Sloterdijk: До тех пор, пока личная подвижность существовала в форме туризма, люди — по обе стороны турпутевки — наивно искали радость именно в нем. Всем известно: каждый отъезжающий вернется назад, а тот, кто прибывает, в скором времени исчезнет прочь. Совсем иначе обстоят дела с односторонней мобильностью, которую мы называем иммиграцией в узком смысле. В силу своего массового характера она относится к самым значительным признакам ХХ века, а в XXI будет играть еще большую роль.

Здесь важно учесть, что движение происходит не только с юга на север, как склонны полагать многие европейцы, но и в несколько ином и более глубоком направлении: из сельской местности в урбанистические и субурбанистические агломерации. Дуг Сондерс в своей работе «Город прибытия» впечатляюще продемонстрировал, что мы являемся последствием величайшего переселенческого движения: в течение следующих 50 лет порядка двух миллиардов людей переедут в города прибытия в рамках той же страны и континента либо за их пределами. Эти мощнейшие передвижения представляют собой лишь последний этап всеобщей ускоряющейся подвижности.

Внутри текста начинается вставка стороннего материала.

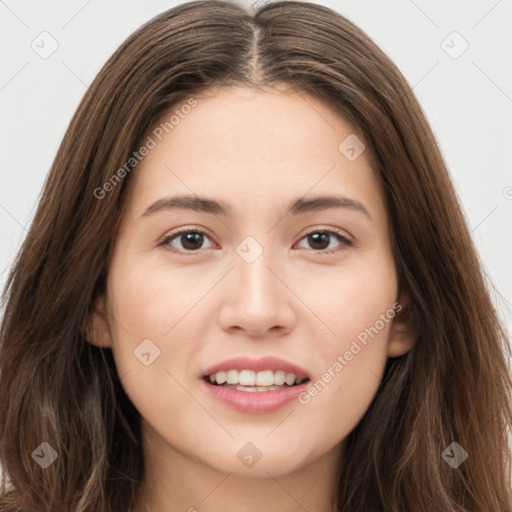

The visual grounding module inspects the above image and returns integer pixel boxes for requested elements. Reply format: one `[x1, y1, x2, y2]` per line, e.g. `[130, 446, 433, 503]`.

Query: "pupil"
[182, 232, 203, 249]
[309, 233, 330, 249]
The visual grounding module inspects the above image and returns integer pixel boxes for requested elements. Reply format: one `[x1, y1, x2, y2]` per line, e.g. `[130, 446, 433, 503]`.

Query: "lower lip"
[201, 379, 309, 414]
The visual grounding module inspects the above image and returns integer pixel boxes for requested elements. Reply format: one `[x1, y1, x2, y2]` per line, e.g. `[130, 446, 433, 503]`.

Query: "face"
[91, 87, 412, 476]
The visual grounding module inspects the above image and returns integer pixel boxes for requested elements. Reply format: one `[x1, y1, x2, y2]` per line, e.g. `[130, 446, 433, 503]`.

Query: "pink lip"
[202, 356, 309, 380]
[201, 356, 309, 414]
[201, 378, 309, 414]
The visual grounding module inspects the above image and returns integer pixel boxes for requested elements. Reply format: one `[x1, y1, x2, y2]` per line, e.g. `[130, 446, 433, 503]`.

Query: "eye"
[160, 229, 352, 254]
[161, 229, 215, 252]
[292, 229, 352, 254]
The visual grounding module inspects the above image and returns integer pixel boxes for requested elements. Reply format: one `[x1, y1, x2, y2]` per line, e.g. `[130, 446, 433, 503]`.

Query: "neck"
[132, 421, 342, 512]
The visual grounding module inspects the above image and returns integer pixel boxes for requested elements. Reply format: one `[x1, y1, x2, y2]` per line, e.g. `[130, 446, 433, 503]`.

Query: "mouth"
[203, 369, 309, 393]
[201, 356, 310, 414]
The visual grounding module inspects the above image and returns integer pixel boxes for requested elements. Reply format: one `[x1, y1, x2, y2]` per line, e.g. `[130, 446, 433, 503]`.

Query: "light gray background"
[0, 0, 512, 486]
[0, 0, 512, 354]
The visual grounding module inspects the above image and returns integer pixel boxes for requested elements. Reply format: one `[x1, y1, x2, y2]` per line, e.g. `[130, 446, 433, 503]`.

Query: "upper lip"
[202, 356, 309, 378]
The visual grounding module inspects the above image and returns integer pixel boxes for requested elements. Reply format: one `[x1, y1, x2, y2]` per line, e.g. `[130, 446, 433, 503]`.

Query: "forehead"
[121, 86, 385, 223]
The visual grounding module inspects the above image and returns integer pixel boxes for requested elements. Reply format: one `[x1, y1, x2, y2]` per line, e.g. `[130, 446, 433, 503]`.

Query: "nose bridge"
[221, 236, 292, 334]
[235, 236, 282, 312]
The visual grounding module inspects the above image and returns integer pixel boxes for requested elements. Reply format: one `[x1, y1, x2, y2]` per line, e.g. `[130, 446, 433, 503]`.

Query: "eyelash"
[159, 229, 353, 255]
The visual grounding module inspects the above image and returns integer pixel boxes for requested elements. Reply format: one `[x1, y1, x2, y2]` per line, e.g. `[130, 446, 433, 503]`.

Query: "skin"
[90, 86, 415, 512]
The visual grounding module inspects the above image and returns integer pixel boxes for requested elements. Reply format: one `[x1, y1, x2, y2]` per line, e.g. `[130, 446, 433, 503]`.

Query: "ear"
[87, 295, 112, 347]
[388, 292, 418, 357]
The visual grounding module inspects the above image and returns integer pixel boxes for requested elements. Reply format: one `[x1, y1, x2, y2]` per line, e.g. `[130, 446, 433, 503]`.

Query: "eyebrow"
[141, 195, 373, 221]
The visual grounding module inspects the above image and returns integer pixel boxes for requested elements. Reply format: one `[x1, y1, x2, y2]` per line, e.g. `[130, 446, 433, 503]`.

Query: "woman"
[0, 0, 512, 512]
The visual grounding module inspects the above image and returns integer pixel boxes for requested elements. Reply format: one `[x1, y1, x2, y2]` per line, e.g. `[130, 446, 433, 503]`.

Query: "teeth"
[209, 370, 306, 391]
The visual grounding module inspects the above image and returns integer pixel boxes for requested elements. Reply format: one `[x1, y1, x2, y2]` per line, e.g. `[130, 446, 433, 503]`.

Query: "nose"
[219, 247, 296, 337]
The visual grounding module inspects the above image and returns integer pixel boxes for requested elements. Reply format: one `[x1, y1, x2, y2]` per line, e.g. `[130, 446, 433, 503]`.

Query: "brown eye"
[162, 230, 214, 252]
[294, 229, 352, 254]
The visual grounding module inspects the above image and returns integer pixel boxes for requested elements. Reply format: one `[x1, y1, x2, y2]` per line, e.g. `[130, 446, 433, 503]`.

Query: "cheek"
[299, 253, 397, 424]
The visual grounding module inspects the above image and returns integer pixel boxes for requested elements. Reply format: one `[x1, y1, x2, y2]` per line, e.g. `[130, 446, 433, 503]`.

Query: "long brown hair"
[0, 0, 512, 512]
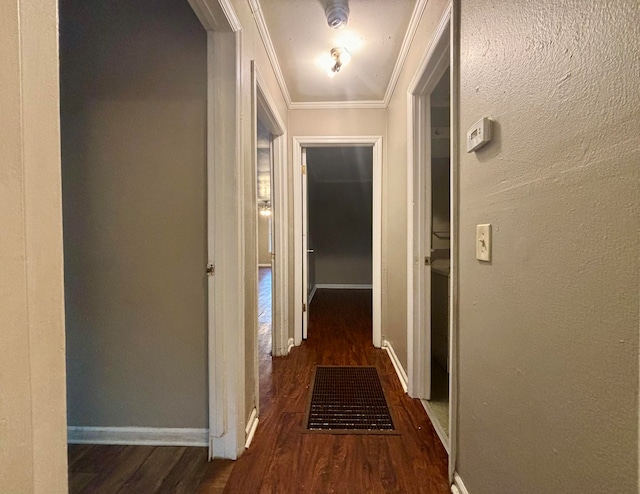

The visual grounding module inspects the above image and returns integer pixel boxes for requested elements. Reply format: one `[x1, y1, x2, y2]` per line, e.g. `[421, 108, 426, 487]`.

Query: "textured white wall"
[0, 0, 67, 494]
[457, 0, 640, 494]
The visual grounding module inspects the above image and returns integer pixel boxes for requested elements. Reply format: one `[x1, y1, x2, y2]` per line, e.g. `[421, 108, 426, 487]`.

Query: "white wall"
[456, 0, 640, 494]
[0, 0, 67, 488]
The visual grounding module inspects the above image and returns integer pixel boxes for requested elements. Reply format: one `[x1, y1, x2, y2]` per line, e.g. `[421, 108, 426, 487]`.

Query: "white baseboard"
[307, 285, 318, 305]
[244, 408, 258, 449]
[451, 473, 469, 494]
[420, 400, 451, 454]
[382, 340, 409, 393]
[67, 426, 209, 446]
[315, 283, 373, 290]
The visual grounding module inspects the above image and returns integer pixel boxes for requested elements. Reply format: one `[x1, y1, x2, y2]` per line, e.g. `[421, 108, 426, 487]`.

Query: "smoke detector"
[324, 0, 349, 29]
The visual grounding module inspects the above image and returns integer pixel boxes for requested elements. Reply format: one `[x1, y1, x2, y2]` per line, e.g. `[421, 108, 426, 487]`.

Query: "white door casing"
[252, 63, 289, 357]
[300, 148, 309, 340]
[189, 0, 245, 459]
[407, 1, 460, 481]
[292, 136, 382, 348]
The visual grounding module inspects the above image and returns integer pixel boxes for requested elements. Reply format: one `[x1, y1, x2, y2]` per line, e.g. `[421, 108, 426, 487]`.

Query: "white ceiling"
[253, 0, 426, 107]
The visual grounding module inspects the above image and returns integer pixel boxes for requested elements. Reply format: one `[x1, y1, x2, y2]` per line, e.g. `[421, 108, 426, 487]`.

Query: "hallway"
[224, 290, 449, 494]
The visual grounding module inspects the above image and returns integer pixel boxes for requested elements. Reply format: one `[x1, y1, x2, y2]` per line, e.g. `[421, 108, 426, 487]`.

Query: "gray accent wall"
[60, 0, 208, 428]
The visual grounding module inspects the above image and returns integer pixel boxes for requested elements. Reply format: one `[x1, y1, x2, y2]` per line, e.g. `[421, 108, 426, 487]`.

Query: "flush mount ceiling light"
[329, 47, 351, 75]
[324, 0, 349, 29]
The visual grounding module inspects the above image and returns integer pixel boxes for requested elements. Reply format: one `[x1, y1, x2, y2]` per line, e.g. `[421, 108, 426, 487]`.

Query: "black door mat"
[305, 365, 396, 434]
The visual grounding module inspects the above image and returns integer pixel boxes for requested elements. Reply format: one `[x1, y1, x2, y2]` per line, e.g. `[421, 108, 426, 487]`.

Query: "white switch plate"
[467, 117, 491, 153]
[476, 223, 491, 261]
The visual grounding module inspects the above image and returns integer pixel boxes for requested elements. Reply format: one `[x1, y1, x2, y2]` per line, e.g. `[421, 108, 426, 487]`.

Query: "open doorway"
[306, 146, 373, 324]
[256, 115, 274, 394]
[428, 68, 451, 438]
[407, 7, 457, 459]
[293, 136, 383, 348]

NZZ: Выходит, более ранние картины мира работали в условиях медленного, незаметного скольжения, а современные должны соответствовать быстрым изменениям. Что это означает?

Sloterdijk: Великое скольжение уже стало частью общего спектра человеческой жизни. Это значит только то, что нет такого места на свете, где бы ты, как среднестатистический ископаемый человек, был защищен от инноваций. Беспокойство нарастает, но все же многое остается совершенно ясным: человек переносит подвижность, только когда чувствует, что где-то внутри его существа продолжает покоиться некий полюс, который при всех изменениях остается таким же, как прежде.

[…]

NZZ: Преобразование продолжается и чем дальше оно заходит, тем больше становится людей, уверенных в том, что этот процесс можно или, точнее, нужно замедлить. Как к таким эмоциональным взрывам должна относиться политика? Способна ли она уберечь людей от их добровольного перевоплощения в неповоротливых жуков?

Sloterdijk: Ну, она вполне может обращаться к тем, кто не хочет становиться жуком. Объяснять всякому, что подобные мечты гарантировано приведут в среду тех, кто «не боится сказать». Сегодня в берлинском бундестаге есть две партии, которые функционируют по принципу #MeToo: Альтернатива для Германии и Левые. Первые говорят: вчера на улице мы видели слишком много иностранцев, и нам было неприятно. Кто разделяет этот опыт, может сказать: я тоже. Вторые думают: мы видели слишком много менеджеров, на лицах которых читались те непристойные ухмылки, какие бывают всякий раз, когда им переплачивают после очередного распределения бонусов. Кто видит это точно так же, может сказать: я тоже.

NZZ: Означает ли это, что ксенофобские и антикапиталистические движения действуют через присоединение к разделяемому неприятию?

Sloterdijk: Кое-кто пытается охарактеризовать подобные движения при помощи старых понятий «национализм» и «социализм», как будто АдГ является национал-социалистической партией, а Левые — социал-националистической, что, в итоге, означает то же самое. Сегодня оба эти понятия являются ложными, поскольку и классический национализм, и социализм представляли собой наступательные движения, ведомые светлой мечтой.

Альтернатива для Германии и Левые, напротив, являются движениями типа MeToo. Такие движения управляются неприязнью и поддерживаются людьми, которые не могут совладать с тем, что в реальном мире действие предваряет реакцию.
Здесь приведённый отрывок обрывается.